A proposed explanation, if not a justification, for Vladimir Putin’s invasion of Ukraine is that NATO pushed too far east and thus posed a threat. Actually it wasn’t so much a matter of NATO pushing east as being invited east. Countries that had been part of the Soviet Union, including Ukraine, or lived in its shadow, were very much afraid of Russia. Recent events have justified their fear. Even the Finns, who for a long time have wanted to maintain their neutrality, now favour joining.
Ironically, even Russia itself wanted to join at one time. According to The New York Times, in 2000 Putin himself asked the alliance’s secretary general, George Robertson, “When are you going to invite us to join NATO?” When he was told there was an application process, apparently he sulked, “Well, we’re not standing in line with a lot of countries that don’t matter.” He wasn’t about to queue up with a bunch of second-raters such as Ukraine.

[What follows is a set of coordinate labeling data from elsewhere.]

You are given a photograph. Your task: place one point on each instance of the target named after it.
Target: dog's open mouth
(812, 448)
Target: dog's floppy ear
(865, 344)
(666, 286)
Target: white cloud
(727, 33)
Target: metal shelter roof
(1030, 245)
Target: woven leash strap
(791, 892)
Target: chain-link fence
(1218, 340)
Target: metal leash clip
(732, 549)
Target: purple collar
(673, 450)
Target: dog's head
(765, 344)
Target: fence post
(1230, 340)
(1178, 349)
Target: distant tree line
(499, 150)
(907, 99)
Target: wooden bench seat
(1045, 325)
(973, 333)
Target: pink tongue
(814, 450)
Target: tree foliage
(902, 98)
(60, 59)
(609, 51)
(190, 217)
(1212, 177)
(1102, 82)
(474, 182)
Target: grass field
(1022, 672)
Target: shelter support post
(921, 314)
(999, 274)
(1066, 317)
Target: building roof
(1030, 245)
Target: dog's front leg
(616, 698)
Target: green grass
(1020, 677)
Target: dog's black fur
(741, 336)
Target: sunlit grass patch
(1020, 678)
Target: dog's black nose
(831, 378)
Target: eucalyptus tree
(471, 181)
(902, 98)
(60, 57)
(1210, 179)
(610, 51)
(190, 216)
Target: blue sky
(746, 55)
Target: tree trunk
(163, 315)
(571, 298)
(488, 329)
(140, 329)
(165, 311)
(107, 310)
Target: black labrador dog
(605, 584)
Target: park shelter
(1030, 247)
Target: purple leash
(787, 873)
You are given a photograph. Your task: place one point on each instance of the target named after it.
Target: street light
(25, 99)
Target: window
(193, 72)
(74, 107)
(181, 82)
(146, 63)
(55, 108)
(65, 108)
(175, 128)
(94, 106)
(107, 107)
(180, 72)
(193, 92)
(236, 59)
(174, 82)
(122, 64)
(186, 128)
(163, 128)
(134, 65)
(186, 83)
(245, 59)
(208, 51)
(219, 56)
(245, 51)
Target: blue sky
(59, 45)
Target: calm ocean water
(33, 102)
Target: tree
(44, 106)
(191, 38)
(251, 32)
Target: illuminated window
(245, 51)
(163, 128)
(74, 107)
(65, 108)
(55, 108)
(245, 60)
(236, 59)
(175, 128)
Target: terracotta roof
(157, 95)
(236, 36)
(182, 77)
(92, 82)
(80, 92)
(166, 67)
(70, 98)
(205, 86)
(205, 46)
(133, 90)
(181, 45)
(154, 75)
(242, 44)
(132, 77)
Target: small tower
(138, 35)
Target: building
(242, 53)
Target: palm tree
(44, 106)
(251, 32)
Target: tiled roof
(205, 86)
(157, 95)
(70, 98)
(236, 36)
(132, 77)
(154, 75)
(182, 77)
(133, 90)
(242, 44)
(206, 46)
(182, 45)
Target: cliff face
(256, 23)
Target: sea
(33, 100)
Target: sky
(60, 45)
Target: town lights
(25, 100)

In any case, although Russia has been invaded more than once from the west in the past, it hardly needs have any great fear now. It is a nuclear power for God’s sake! It could reduce any invader into radioactive dust.
To think NATO keeping its distance would have discouraged Putin’s ambitions is naive. He has gone on record that the collapse of the Soviet Union was a great tragedy. His foreign policy now seems aimed at restoring Russia to great power status on a par with the United States, whose continuing influence in the world seems to infuriate him. Masha Gessen, author of The Man Without a Face: The Unlikely Rise of Vladimir Putin, claims that he is “profoundly anti-modern” and sees himself as an heir to “expansionist dictators” like Ivan the Terrible and Joseph Stalin.
It is unmitigated arrogance to insist you have a right to dominate your neighbours in order to protect your security. The best way to protect yourself against your neighbours is to develop healthy, mutually-respectful relationships with them, something that Putin is congenitally incapable of. It is the Russians’ curse, and ours, that their county is run by a psychopath, and psychopaths are incapable of forming healthy relationships.
Perhaps Putin is the man we have all been fearing since the dawn of the nuclear era. The man who if he doesn’t get what he wants will blow up the world.